While most of Brion McClanahan‘s new book, The Founding Fathers’ Guide to the Constitution, focuses on events and statements that are more than two centuries old, the author makes one reference that most of this audience ought to remember from North Carolina’s recent past.

The “Supremacy Clause” found in Article VI is one of the most abused, misunderstood, and misquoted clauses in the Constitution. For example, in February 2011, the Attorney General of North Carolina, Roy Cooper, issued s statement attacking North Carolina House Bill No. 2 — a bill that would, if signed into law, ultimately exempt the people of North Carolina from the 2010 federal health-care legislation known as the Patient Protection and Affordable Care Act — on the basis that it violated the “Supremacy Clause” of the Constitution. His Solicitor General.
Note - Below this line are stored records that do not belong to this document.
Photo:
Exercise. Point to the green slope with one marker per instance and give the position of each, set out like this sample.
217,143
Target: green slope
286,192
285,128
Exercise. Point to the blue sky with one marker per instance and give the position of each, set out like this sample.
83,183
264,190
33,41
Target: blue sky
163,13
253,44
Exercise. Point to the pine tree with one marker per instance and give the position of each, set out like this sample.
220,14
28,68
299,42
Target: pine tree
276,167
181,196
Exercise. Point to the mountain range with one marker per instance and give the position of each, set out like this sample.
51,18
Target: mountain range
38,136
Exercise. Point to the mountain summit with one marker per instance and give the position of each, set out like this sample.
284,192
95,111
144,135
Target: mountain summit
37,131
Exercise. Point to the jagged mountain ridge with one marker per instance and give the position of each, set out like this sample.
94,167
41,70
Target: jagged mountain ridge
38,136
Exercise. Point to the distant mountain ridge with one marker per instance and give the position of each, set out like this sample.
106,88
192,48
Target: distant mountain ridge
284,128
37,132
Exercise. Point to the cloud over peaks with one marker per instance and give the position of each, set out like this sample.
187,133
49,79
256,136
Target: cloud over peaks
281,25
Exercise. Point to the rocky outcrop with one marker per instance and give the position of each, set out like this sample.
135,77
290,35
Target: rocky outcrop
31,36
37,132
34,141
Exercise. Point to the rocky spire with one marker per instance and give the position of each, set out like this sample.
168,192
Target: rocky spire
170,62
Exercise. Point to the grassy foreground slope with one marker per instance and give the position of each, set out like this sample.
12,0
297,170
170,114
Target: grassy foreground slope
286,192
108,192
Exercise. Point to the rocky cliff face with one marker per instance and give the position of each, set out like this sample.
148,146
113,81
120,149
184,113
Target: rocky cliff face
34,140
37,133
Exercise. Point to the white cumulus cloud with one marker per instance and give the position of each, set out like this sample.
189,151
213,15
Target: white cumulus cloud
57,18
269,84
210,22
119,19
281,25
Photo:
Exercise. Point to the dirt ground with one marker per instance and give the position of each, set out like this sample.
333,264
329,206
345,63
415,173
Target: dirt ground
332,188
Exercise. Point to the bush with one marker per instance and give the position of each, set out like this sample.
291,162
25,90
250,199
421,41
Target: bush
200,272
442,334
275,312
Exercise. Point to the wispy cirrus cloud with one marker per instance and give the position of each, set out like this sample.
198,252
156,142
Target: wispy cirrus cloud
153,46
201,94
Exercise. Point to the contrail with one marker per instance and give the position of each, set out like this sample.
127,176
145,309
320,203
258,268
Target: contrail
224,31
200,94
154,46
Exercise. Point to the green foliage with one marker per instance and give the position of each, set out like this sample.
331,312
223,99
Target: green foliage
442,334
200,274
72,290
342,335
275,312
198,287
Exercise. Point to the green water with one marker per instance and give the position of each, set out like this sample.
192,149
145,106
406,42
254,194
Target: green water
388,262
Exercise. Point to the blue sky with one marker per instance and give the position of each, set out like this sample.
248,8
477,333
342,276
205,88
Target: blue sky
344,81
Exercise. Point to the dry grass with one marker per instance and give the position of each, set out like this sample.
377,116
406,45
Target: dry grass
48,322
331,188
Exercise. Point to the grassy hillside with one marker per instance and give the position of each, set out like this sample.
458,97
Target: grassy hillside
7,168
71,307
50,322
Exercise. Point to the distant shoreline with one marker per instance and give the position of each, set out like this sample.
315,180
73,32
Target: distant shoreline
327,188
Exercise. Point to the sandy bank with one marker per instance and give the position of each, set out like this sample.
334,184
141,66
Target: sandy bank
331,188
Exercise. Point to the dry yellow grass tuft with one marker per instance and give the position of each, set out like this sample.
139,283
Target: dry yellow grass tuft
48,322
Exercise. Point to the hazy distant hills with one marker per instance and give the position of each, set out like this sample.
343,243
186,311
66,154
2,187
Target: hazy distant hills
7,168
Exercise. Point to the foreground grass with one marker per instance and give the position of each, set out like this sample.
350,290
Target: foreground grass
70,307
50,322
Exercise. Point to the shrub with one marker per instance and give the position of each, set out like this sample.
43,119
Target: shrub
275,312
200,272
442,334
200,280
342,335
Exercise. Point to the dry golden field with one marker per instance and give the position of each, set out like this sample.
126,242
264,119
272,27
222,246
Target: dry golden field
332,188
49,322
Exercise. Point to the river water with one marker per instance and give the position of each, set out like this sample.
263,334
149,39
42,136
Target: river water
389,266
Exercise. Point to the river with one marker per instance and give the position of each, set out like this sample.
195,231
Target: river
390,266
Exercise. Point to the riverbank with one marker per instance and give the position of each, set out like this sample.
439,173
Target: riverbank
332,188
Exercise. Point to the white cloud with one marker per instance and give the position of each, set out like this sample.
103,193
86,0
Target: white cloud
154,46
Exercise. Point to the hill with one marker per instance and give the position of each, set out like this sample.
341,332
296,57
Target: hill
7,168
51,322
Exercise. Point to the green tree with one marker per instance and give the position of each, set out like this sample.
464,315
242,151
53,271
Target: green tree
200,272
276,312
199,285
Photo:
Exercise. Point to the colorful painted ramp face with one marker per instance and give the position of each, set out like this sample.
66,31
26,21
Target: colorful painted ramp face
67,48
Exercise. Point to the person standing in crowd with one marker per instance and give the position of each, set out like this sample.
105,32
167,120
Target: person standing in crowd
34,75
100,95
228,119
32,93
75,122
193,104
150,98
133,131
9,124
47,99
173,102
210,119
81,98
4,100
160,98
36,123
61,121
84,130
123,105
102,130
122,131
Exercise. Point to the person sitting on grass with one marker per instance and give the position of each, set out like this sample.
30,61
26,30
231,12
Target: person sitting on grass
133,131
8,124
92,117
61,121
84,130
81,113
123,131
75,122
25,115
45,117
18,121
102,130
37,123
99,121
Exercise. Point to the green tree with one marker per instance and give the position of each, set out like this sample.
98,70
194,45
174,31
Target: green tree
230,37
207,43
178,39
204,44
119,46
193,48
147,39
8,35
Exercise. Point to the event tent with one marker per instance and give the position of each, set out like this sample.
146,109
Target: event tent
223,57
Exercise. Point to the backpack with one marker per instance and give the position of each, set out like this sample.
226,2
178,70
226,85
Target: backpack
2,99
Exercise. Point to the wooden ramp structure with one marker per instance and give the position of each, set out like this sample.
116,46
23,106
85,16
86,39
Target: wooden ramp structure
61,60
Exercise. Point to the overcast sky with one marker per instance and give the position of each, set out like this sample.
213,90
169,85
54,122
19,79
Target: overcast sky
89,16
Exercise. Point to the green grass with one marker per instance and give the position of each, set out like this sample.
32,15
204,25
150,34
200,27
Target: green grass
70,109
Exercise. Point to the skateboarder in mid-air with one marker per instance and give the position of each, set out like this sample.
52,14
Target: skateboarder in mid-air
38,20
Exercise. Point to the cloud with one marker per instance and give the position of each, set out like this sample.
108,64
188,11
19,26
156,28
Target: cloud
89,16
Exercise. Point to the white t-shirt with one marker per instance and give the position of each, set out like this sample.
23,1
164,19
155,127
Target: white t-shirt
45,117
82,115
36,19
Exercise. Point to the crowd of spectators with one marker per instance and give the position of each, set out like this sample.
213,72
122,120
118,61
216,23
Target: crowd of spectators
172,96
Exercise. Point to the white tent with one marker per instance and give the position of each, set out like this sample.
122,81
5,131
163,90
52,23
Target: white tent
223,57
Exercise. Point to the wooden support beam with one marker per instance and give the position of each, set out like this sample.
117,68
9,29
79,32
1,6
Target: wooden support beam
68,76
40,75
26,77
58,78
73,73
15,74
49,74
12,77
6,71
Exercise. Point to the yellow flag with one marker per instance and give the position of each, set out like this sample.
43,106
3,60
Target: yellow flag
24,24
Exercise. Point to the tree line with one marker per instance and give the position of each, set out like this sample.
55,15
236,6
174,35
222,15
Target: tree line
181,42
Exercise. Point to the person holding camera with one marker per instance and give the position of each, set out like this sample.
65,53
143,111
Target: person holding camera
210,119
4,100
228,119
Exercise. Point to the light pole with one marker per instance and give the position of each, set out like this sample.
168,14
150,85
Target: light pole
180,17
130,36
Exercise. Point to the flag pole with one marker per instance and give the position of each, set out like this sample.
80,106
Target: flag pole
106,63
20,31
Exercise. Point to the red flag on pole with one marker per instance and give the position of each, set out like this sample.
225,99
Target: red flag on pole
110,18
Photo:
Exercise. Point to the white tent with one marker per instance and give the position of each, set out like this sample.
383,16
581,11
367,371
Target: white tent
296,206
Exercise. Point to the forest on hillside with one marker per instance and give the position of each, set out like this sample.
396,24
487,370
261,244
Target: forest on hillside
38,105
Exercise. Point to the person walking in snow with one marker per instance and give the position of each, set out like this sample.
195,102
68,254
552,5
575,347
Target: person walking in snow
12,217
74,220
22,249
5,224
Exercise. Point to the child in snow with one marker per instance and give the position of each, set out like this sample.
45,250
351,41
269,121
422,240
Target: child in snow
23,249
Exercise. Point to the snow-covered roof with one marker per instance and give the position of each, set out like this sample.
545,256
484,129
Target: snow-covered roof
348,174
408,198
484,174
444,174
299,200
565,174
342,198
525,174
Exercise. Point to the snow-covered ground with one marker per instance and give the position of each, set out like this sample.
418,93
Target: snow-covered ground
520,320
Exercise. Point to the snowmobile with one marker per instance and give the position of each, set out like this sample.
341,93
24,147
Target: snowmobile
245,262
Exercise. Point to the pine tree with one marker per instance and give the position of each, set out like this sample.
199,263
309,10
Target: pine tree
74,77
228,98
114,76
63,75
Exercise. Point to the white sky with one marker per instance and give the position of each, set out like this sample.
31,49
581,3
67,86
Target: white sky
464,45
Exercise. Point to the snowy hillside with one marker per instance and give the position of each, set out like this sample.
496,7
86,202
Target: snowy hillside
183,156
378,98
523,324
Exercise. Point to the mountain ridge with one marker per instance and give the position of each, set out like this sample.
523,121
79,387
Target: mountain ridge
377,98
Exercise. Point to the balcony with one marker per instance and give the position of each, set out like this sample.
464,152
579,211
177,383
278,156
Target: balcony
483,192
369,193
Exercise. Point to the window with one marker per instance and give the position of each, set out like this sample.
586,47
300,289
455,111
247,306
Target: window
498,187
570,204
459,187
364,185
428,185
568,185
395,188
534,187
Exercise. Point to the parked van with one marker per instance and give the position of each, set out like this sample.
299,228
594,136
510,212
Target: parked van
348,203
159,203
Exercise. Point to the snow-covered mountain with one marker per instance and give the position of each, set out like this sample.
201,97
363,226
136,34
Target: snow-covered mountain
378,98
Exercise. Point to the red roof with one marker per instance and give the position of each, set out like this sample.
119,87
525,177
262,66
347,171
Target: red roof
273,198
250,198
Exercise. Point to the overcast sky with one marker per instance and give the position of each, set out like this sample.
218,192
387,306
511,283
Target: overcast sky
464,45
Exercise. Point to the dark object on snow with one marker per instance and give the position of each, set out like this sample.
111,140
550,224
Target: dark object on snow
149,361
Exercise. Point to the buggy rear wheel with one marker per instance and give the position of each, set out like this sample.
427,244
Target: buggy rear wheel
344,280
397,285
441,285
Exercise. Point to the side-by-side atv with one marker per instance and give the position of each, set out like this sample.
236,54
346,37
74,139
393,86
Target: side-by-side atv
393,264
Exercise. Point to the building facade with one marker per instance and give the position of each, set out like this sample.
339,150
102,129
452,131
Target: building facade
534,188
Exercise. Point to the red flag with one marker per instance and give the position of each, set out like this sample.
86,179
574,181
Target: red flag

Christopher Browning Jr., wrote, “House Bill 2 violates the Supremacy Clause of the United States Constitution, U.S. Const. art VI, cl. 2 (the ‘Constitution and the laws of the United States … shall be the supreme law of the land … anything in the constitution or laws of any state to the contrary notwithstanding’). At first glance, it might appear Browning and Cooper have a case, but in fact they both are guilty of selective quoting. The ellipsis between “United States” and “shall” conveniently omits the most important part of the clause, namely only laws which are made “in Pursuance” of the Constitution are supreme. According to the powers listed in Article I, Section 8, insurance mandates (not to mention all the other parts of the health care bill) are not to be included in the enumerated powers of Congress. The Patient Protection and Affordable Care Act is actually itself unconstitutional, legally unenforceable (if we stick to the meaning of the Constitution as ratified), and cannot be considered “supreme.”